Covering McCarthyism: How “The Christian Science Monitor” Handled Joseph R. McCarthy 1950–1954
Strout, Lawrence. Covering McCarthyism: How “The Christian Science Monitor” Handled Joseph R. McCarthy 1950–1954. Westport, CT: Greenwood Press, 1999.
Lawrence Strout, a professor and researcher who focused on broadcast and print journalism, begins with The Christian Science Monitor’s purpose, “to injure no man, but to bless all mankind.” Acknowledging the respect The Christian Science Monitor had particularly in the 1930s–1950s, Lawrence Strout notes the difference in public opinion regarding The Christian Science Monitor coverage of the McCarthy era (1950–1954). With free access to the private papers of Richard Strout, a distant relative of Lawrence Strout and Monitor reporter who covered the McCarthy subcommittee hearings, Lawrence Strout seeks to get inside The Christian Science Monitor’s internal debates and decision-making at that time. Lawrence Strout documents the build-up of fear of Communist subversives operating inside the government and liberal groups, which led to blacklists, ‘red-baiting’ and the equating of liberalism with socialism and communism—all of which provided fertile ground for McCarthy’s public-seeking crusade. With step-by-step attention to detail, Lawrence Strout describes each management and The Christian Science Monitor response and reaction—mostly in the columns of Richard Strout and in The Christian Science Monitor editorials.

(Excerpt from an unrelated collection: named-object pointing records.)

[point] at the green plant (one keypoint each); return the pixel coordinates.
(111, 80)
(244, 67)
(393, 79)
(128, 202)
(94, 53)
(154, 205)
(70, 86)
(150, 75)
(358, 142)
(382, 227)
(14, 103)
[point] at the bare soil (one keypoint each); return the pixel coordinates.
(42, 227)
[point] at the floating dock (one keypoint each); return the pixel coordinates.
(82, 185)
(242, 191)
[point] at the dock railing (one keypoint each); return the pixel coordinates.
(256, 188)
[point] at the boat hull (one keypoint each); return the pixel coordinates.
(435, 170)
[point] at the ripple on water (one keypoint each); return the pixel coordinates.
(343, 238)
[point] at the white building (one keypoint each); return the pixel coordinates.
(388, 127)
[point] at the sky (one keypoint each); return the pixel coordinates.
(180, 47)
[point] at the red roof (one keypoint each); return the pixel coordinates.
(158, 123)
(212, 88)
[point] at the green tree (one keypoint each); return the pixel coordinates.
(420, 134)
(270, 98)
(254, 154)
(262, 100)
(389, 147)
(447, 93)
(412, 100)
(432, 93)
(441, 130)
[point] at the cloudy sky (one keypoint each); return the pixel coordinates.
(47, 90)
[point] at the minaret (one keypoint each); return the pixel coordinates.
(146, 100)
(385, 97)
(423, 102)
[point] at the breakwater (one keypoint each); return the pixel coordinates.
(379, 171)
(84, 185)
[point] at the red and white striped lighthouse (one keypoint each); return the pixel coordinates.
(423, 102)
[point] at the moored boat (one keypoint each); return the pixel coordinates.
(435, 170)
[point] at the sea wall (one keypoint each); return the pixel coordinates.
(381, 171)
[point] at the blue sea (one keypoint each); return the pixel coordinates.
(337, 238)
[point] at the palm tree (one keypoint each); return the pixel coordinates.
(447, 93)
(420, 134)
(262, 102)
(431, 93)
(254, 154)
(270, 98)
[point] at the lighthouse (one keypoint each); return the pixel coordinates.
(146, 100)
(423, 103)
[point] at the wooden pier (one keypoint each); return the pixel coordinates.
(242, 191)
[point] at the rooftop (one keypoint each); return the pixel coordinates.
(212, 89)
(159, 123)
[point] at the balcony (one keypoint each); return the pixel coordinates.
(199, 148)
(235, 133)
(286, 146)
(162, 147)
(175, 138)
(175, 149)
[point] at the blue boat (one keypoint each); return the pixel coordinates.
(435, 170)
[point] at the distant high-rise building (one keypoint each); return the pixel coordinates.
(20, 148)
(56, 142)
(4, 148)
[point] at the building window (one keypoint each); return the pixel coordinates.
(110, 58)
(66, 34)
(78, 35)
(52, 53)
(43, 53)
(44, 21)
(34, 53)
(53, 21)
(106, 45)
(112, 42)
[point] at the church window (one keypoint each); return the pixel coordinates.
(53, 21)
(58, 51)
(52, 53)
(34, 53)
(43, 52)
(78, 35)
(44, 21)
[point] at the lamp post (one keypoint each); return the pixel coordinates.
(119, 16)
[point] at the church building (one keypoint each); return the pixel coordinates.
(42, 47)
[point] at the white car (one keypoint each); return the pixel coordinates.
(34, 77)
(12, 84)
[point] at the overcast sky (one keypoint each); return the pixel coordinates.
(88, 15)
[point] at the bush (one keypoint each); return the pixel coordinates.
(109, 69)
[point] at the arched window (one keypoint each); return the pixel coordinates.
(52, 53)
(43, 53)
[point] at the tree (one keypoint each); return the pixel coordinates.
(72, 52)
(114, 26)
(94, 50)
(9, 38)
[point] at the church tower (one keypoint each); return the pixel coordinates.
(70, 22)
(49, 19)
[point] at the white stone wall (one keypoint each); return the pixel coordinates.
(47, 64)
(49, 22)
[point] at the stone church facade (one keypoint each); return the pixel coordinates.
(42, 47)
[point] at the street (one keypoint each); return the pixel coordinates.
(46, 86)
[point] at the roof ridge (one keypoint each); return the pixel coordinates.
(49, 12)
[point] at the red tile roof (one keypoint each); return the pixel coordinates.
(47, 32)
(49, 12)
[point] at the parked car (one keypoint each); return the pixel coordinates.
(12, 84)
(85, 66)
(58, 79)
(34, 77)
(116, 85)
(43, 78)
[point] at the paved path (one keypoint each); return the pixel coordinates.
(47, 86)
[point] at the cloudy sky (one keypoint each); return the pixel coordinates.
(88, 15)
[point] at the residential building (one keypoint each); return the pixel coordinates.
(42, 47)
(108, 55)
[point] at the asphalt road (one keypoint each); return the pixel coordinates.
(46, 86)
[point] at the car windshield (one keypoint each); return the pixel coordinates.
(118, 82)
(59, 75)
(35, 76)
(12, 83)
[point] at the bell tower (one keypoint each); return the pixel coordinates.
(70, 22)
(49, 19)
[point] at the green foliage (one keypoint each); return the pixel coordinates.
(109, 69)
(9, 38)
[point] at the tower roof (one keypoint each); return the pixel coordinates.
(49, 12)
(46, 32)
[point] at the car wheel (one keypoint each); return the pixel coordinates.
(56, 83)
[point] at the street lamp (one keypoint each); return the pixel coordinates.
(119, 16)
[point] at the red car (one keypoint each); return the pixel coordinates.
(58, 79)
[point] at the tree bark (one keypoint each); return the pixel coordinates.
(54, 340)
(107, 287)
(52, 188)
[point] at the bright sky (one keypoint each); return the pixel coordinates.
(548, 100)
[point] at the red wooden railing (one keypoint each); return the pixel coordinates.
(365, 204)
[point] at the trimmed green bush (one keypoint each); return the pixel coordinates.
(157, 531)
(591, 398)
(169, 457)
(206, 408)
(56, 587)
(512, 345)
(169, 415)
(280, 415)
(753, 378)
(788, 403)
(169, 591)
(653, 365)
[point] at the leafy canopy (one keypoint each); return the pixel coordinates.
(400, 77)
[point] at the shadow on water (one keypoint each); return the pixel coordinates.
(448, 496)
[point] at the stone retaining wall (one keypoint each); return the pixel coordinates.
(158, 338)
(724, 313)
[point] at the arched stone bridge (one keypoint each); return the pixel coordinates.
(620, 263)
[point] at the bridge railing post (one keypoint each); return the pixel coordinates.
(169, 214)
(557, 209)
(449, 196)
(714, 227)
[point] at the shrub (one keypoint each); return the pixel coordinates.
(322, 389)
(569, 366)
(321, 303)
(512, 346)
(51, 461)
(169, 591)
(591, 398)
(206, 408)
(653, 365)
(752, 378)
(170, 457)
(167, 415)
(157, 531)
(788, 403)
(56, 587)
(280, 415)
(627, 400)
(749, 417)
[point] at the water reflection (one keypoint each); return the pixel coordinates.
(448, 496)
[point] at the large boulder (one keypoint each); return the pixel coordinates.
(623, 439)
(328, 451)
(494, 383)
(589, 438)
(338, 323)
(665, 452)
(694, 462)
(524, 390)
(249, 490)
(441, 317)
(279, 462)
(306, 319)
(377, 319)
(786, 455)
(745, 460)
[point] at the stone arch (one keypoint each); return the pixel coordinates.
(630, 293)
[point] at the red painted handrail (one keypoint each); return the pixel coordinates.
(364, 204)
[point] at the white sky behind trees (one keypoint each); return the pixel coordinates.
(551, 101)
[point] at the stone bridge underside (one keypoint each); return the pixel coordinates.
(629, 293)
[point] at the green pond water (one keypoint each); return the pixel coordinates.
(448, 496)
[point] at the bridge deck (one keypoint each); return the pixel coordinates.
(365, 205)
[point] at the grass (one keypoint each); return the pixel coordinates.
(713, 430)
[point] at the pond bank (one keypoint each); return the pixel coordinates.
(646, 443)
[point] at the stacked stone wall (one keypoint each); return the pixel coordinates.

In the final analysis, Lawrence Strout surmises that the ‘conservative’ The Christian Science Monitor sometimes buckled under pressure—at one point temporarily suspending Richard Strout from covering McCarthy. However, for the most part The Christian Science Monitor, from the very beginning, did not abdicate its responsibility, but “consistently over a five-year period attacked McCarthy’s methods” (147) while reporting with restraint and added perspective.